What To Do About Fragile Systems – Part 1

Address Technical Debt before it leads to Bankruptcy

By James Wilt, Distinguished Architect

When we look at legacy systems built on out-of-support platforms in deprecated languages using dated data repositories, we can easily relate to their fragility. We’ll discuss this in Part 1 below.

However, there are also new products built on less solid foundational practices that introduce a whole new level of fragility into the solutions ecosystem. These systems are plagued by best intentions and poor execution. We’ll discuss these in Part 2 in a follow-on article

Finally, there exist fragile systems serving purposes that are well accepted under certain circumstances. Let’s learn when it’s OK to have fragility in Part 3 of that follow-on article.

Ignoring difficult situations and decisions is almost a form of art. We hope the bad we aren’t addressing will remain dormant so we never have to tackle its ramifications head-on. To be clear:

Hope is not a strategy!

The more we ignore, the deeper the hole of despair when bad happens. Let’s examine more practical approaches to deal with fragile systems to, perhaps, avoid bad altogether.

Part 1  – Legacy Systems

I was recently on a support call to renew my membership with an organization and there was a glitch where they couldn’t take my credit card and needed to reboot their legacy system as part of their standard operating procedure. OK. That happens. They took my phone number and said they would call me right back after the reboot completed. That was 6-weeks ago and still no call back. This was actually my third attempt to renew my membership as the other two also ended abruptly due to software “glitches”. Lost revenue and lost customer. Worse is that this will never be noticed because these old, fragile systems have no telemetry that track their losses! It’s all absorbed into acceptance that these things happen.

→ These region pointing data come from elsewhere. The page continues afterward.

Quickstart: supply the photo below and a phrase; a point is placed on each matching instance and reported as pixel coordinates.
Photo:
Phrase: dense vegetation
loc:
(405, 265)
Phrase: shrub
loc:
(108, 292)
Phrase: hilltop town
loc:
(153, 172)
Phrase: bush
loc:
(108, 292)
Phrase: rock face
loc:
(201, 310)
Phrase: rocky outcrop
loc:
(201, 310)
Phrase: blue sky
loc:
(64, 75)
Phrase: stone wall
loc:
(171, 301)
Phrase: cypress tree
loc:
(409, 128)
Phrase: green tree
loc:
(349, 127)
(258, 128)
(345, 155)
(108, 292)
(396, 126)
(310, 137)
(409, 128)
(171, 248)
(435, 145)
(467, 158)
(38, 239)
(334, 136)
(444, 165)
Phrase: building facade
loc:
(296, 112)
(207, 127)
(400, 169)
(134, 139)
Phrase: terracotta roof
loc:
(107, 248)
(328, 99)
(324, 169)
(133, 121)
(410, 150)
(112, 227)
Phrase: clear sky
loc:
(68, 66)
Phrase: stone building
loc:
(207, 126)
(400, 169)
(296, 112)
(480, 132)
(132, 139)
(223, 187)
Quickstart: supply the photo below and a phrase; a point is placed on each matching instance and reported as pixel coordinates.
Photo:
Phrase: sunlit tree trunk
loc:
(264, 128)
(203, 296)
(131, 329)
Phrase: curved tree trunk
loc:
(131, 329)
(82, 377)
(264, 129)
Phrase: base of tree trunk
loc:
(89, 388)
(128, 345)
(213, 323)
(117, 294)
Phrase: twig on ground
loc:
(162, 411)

Every organization has some sort of legacy system, like this. It’s worse when they are a key dependency to other modern systems’ operation. Any original authors have moved on or retired or were consultants now long gone. These legacy systems generally require heavy manual intervention and secretly cost organizations dearly in lost revenue, lost customers, frustrated employees, and are moderate to high security risks.

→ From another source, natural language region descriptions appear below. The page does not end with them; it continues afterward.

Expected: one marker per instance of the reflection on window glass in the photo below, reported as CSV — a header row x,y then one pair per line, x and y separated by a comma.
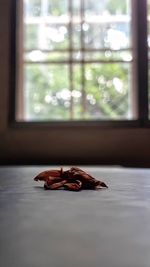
x,y
77,60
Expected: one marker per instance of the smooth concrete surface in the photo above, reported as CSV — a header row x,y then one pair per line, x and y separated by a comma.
x,y
104,228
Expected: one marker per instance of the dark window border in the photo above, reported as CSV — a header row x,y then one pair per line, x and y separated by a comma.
x,y
140,86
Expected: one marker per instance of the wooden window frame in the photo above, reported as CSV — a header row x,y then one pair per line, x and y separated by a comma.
x,y
140,74
104,142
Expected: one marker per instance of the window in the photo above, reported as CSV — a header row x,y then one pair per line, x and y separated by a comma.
x,y
75,60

A thorough analysis of the actual cost and loss from legacy systems is rarely undertaken. While maintenance and operational costs are more easily attainable, actual impact and hidden costs are much more difficult to obtain.

Discover hidden costs & fallout with suggested takeaways:

·      Cost & impact of human manual interaction to correct errors:

  • You actually have to pay people to manually fix things when legacy failure issues arise. While fixing these issues, other work is not being done (it’s a double-hit).
  • Employees fixing issues manually often become more frustrated and dissatisfied which leads to decreased morale & productivity.
  • Customer experience is negatively impacted when manual interaction is necessary. There is often some form of compensation in the form of discount or free service for their troubles which creates additional cost for the mistake being corrected.
  • Takeaway: Calculate all compounded costs, compensations, and delays associated with every manual interaction type including impact to your customer NPS.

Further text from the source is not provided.